Symlinks vs Hard Links

Hard links - can be made with the command:
$ln d/a e/b (corresponds to link(“a”, “b”)).
Symbolic links - can be made with the command:
$ln –s d/a e/c (corresponds to symlink(“a”, “c”)).

Figure 11 shows the links created by the above commands.

Figure 11. Example links

Differences

Symbolic links can dangle, but hard links cannot. Using the commands:
$ rm d/a
$ ls –l e/c
would show "... e/c -> d/a", but trying to follow e/c would lead to an error.
A symbolic link is relative to the containing directory.
$ ln –s foo d/x
$ ln d/x e/y
$ cat d/x is equivalent to $cat d/foo
$ cat e/y is equivalent to $cat e/foo
Symbolic links can loop.
$ ln -s a b
$ ln -s b a
An open system call on either a or b would loop, but the operating system finds loops when you follow a symbolic link. The command open(“a”, …) will fail. There is a loop condition: errno == ELOOP. The system will just give up after 16 path traversals. Hard links can’t loop because hard links to directories aren't allowed as a rule. It would just cause lots of headaches if they were.

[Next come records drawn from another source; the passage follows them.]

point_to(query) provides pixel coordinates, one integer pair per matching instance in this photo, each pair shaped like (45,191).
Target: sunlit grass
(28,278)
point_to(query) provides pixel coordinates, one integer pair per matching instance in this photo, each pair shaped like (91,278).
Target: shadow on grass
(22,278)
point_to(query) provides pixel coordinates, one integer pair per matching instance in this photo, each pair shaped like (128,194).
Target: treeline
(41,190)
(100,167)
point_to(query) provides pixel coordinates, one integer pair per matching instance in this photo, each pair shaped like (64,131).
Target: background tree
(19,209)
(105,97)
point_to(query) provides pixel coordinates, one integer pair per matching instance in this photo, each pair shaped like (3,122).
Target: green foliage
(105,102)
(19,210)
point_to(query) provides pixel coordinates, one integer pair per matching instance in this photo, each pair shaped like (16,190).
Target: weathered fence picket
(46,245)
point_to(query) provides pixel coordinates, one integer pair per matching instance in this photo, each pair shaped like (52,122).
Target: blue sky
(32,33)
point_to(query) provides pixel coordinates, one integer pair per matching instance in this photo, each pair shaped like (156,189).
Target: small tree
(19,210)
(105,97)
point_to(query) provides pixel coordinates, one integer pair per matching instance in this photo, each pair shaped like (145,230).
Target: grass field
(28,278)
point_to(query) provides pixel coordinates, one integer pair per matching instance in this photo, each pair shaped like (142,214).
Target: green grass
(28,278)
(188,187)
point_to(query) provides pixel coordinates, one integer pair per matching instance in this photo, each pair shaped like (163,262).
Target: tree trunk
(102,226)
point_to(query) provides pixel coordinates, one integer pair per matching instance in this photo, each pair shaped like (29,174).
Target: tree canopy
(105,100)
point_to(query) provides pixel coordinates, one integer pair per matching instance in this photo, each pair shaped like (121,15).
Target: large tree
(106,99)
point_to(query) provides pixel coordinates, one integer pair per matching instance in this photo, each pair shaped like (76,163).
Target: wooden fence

Name Traversal for Symlinks

$ln -s a/b/c link would map the path "a/b/c" to an inode with the name "link". Traversing this symlink involves finding a's inode, checking to see if it's a directory, checking if the file b exists in it, finding b's inode, etc. until it finds the file c.

Figure 12. First Part of a Symlink Traversal for 'a/b/c'

Some other examples of symlink paths are:

“a//b/c” - the double slash (a//b) is treated as a single slash (a/b).
“a/b/c/” - only works if c is a directory; uses a as the working directory.
“/a/b/c” – starts from the root of the root directory.

Miscellaneous Details

chdir(“a/b”) changes the working directory mode. This is the function call version of the shell command $cd a/b.
chroot(“a, “b”) changes the root directory inode. You can’t go back to the original root directory (for the most part). Used to create a "chrooted jail" for sandboxing.

./ and ../ may or may not be inodes. This depends on how the file system is implemented.